First off, address the rodent problem first. Otherwise, you'll be fixing more wires.

If the inner insulation isn't chewed, you can use electrical tape or heat shrink tubing. Maybe even a piece of split loom tubing.

Would it be possible to twist a new wire onto the end of this one in the bathroom and pull it through to a junction location?


----------



## Maine1 (Nov 11, 2012)

It feels like the wire is probably stapled along the way to the bathroom switch. 

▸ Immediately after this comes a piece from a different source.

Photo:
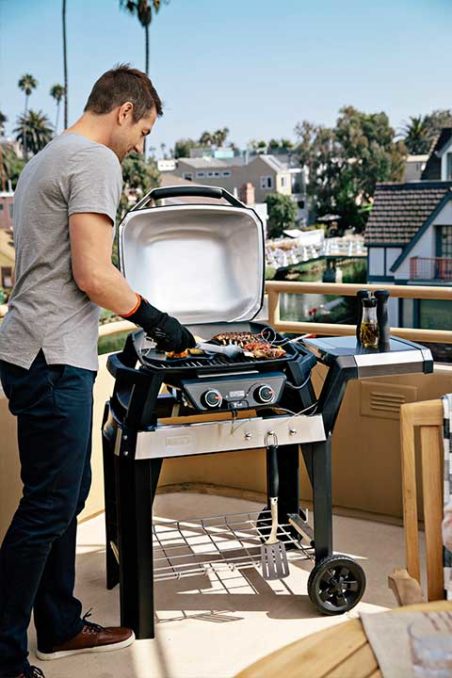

I can see the copper for the hot wire (black) but it is intact. I cant imagine why protecting it with shrink tube and making sure its secure would cause any problems. I will wait to hear the general consensus on this first. 

Thanks!


----------



## kbsparky (Sep 11, 2008)

Heat shrink would be an appropriate repair


----------



## sublime2 (Mar 21, 2012)

Maine1 said:


> It feels like the wire is probably stapled along the way to the bathroom switch.
> 
> I can see the copper for the hot wire (black) but it is intact. I cant imagine why protecting it with shrink tube and making sure its secure would cause any problems. I will wait to hear the general consensus on this first.
> 
> Thanks!


Agreed!


----------



## rrolleston (Oct 17, 2011)

Fix the rodent problem cover with heat shrink tubing and get some flexible metal conduit with red heads installed on each end. They sell it in many sizes. That will protect the wire from future rodent damage. I use it wherever there is a rodent problem and I have to make a repair. I would also see if you can replace the whole wire if you can.


----------



## joed (Mar 13, 2005)

In order to use heat shrink tubing you need to disconnect one end of the cable.


----------



## rrolleston (Oct 17, 2011)

Also maybe you could abandon the wire and fish in some MC? If it looks like that where you can see it. It's possible it looks like that where you can't see it too.


----------